Qua organisatie van de zorg hebben de patiënten- gehandicapten en ouderenorganisaties ook hun bedenkingen. Het onderbrengen van thuisverpleging in de Zorgverzekeringswet, terwijl verzorging onder de Wmo valt, kan verwarrende situaties opleveren. Bijvoorbeeld als iemand eerst verzorging nodig heeft (gemeente), daarna enige tijd een combinatie van verpleging en verzorging (zorgverzekeraar) en dan weer terug valt op alleen verzorging (gemeente). Bovendien vragen zij zich af of de kwaliteit van de verzorging in de Wmo voldoende geborgd is. En voor budgethouders is het nog maar helemaal de vraag hoe zij dit thuis kunnen gaan oplossen.

Onduidelijkheid over maatwerk

Verder geeft de staatssecretaris niet duidelijk aan hoe hij ervoor wil zorgen dat mensen echt maatwerk in zorg en ondersteuning krijgen. Het doel van het gesprek waarin de aanvraag wordt behandeld (het zgn. keukentafelgesprek), wordt niet duidelijk omschreven. Dit biedt onvoldoende garanties. De patiënten-, gehandicapten, – en seniorenorganisaties willen dat duidelijk is dat gemeenten zich moeten houden aan het compensatiebeginsel uit de Wmo. Dit beginsel zegt dat beperkingen in het dagelijks leven moet worden gecompenseerd. Wel positief is dat bij het gesprek een onafhankelijke cliëntondersteuner kan worden ingezet. Daarvoor is het nodig dat deze basisvoorziening op alle levensdomeinen wettelijk wordt gegarandeerd.

Eigen verantwoordelijkheid mogelijk maken

De staatssecretaris wil dat mensen meer eigen verantwoordelijkheid nemen. Dit kan echter alleen als de gemeenten en de overheid dit ook mogelijk maken.
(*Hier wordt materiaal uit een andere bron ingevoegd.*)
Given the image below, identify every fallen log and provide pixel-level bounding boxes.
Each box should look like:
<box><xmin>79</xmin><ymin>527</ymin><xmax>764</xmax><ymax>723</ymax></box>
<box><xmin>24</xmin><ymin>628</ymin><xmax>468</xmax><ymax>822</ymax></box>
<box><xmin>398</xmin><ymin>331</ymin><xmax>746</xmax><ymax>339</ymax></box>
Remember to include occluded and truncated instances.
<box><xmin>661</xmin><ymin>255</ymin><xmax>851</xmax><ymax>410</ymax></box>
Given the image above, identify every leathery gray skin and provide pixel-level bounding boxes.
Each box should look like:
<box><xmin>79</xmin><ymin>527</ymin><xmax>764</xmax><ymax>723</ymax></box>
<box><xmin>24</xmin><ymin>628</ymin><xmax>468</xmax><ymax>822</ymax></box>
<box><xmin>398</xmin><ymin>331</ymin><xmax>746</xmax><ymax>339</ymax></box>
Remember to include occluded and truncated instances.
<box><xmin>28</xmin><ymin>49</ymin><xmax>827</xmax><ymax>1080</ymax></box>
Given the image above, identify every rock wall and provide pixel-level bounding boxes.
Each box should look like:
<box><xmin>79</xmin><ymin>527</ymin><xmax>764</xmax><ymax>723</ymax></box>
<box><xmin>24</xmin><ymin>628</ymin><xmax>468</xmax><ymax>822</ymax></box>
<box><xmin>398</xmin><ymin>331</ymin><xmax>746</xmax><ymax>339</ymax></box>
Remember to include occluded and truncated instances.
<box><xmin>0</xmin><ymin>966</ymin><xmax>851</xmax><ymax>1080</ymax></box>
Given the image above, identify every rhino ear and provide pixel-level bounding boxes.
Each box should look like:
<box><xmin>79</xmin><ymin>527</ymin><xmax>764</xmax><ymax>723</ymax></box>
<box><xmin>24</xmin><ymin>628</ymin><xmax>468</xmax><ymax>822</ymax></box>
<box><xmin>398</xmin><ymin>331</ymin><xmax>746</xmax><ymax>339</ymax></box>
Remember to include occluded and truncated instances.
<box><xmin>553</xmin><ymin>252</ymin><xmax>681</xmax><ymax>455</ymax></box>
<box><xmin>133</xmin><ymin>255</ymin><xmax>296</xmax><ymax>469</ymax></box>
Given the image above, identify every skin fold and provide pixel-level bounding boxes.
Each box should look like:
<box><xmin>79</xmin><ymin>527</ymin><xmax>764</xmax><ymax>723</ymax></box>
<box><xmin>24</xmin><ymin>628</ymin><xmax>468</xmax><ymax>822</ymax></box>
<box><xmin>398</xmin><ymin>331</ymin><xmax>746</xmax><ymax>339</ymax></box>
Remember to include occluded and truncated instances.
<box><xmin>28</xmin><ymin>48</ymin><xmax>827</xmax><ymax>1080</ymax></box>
Door goede ondersteuning van burgers en hun mantelzorgers. En bijvoorbeeld door gebouwen, openbare ruimte en vervoer goed toegankelijk te maken voor mensen met een beperking. Dit is men ook verplicht op grond van het VN-verdrag over de rechten van mensen met een handicap.

Negatieve koopkrachteffecten

Groot punt van zorg is de inkomenspositie van mensen met een beperking. Veel financiële compensatieregelingen voor hen gaan verdwijnen, hoewel wel iets verzacht ten opzichte van het regeerakkoord. Dat heeft heel grote koopkrachteffecten, tot honderden euro’s per maand. Van Rijn halveert het budget voor een nieuwe inkomensondersteuningsregeling en laat gemeentes helemaal vrij hoe ze het verder willen besteden binnen het ‘sociale domein’.
De patiënten en cliëntenorganisaties vinden het belangrijk dat deze bijdragen ook ten goede komen aan inkomensondersteuning (ook voor mensen in een instelling) en niet alleen gaan naar bv. de tekorten in de SW.

De patiënten-, gehandicapten, – en seniorenorganisaties zullen in de aanloop naar het Kamerdebat over de brief van Van Rijn met een uitgebreide reactie komen.